A root cause of this devaluation has been the failure of the carbon accounting rules currently in use to accurately quantify not only nature-based removals, but also oil and gas production, agriculture, urban and solid waste emissions – all major contributors to the global carbon balance. Lack of trust in credit quality has reduced demand for nature-based removals in particular, suppressing credit prices. Low prices, in combination with expensive and inaccurate carbon accounting processes, have become major barriers to investment in conservation and expansion of natural ecosystems.  Yet such investment is essential for increasing the proportion of ever-rising emissions that such ecosystems remove from the atmosphere and slowing the accumulation of heat-trapping greenhouse gases.

Fortunately a solution to this dilemma has emerged: The realization that atmospheric monitoring instrumentation, developed over decades of scientific research, can be deployed to measure the exchanges (“fluxes”) of greenhouse gases between the earth’s surface and the atmosphere for verifying carbon credits. This instrumentation is commercially available and its use has been extensively documented.

Precision atmospheric-based greenhouse gas flux measurements from on-site instrumentation are a game changer for carbon markets and particularly for nature-based carbon projects.
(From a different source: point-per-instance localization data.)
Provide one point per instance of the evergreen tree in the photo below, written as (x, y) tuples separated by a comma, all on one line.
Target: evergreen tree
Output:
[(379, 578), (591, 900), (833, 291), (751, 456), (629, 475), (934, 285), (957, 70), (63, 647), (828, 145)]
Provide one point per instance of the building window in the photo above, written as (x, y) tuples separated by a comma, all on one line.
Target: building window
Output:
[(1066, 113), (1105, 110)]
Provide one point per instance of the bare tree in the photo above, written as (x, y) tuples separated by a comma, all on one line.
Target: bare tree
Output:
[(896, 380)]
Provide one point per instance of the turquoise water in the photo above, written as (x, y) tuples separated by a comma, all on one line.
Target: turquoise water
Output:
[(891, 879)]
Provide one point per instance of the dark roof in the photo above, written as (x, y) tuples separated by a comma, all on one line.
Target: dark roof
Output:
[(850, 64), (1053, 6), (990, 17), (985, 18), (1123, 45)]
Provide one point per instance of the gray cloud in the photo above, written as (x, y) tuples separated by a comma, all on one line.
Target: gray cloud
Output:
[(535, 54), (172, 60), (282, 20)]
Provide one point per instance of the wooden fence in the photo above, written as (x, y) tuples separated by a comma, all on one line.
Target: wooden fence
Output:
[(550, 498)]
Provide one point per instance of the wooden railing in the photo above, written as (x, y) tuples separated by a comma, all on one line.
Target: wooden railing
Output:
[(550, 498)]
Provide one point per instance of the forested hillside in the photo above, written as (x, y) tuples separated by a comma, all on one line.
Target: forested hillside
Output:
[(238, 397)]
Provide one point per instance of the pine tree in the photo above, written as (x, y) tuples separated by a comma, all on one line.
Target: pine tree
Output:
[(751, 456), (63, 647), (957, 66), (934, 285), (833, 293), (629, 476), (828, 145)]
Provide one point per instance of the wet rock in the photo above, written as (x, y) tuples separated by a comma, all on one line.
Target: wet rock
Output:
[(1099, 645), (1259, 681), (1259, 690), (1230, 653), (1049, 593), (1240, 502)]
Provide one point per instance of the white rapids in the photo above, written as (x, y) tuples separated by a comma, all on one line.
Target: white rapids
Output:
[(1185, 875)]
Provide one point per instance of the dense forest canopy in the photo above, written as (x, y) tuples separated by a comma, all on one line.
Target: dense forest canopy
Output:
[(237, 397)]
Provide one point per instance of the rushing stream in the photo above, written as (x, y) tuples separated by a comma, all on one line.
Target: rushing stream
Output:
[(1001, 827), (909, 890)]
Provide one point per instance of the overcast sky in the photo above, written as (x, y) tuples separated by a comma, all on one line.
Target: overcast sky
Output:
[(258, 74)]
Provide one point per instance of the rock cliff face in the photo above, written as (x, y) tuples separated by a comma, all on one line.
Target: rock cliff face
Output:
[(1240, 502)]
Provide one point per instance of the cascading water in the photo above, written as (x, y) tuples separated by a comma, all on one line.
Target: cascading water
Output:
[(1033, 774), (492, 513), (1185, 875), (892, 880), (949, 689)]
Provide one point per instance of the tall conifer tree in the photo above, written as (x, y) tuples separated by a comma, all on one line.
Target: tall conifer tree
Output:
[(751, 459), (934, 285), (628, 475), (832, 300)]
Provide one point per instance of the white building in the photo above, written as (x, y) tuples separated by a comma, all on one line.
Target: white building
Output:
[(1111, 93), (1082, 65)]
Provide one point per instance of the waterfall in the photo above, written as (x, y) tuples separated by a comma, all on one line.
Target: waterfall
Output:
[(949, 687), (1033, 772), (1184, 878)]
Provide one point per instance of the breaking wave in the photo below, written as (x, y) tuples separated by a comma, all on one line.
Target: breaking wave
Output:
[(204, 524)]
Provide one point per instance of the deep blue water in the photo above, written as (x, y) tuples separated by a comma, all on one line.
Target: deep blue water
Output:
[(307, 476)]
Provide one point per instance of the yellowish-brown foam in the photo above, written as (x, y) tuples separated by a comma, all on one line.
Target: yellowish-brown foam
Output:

Accurate quantification establishes a basis for a carbon economy with proper oversight, increased trust, and transparency. Increased trust promotes investment, which increases demand, pushing up carbon credit prices. Higher prices in turn, increase the financial incentives to invest in natural removals and emissions reductions. It all hinges, however, on trustworthy monitoring, verification and reporting. In the case of uncontrolled emissions sources and nature-based removals, this entails a shift from current activity-based carbon accounting methods to site-specific atmospheric-based measurements.

Many landowners – be they jurisdictions, companies, or private individuals – have an untapped financial resource on their hands. This may take the form of a mature healthy forest, degraded lands that can be rehabilitated, or agricultural areas in which emissions can be reduced. With the right on-site real-time monitoring and verification, investors wishing to diversify and de risk their portfolios have access to an emerging asset class whose value can bear fruit for many years to come. Climate change is not going away and neither is the Paris Agreement.  As countries gear up to participate in, and benefit from, the carbon economy of the future, the only question will be, how much untapped capital is the US willing to sacrifice?

Maxx Dilley was formerly a climate research scientist at Columbia University and Director of Climate Services at the United Nations World Meteorological Organization. He currently serves as Director of Atmospheric Monitoring Services at Hyphen Global AG.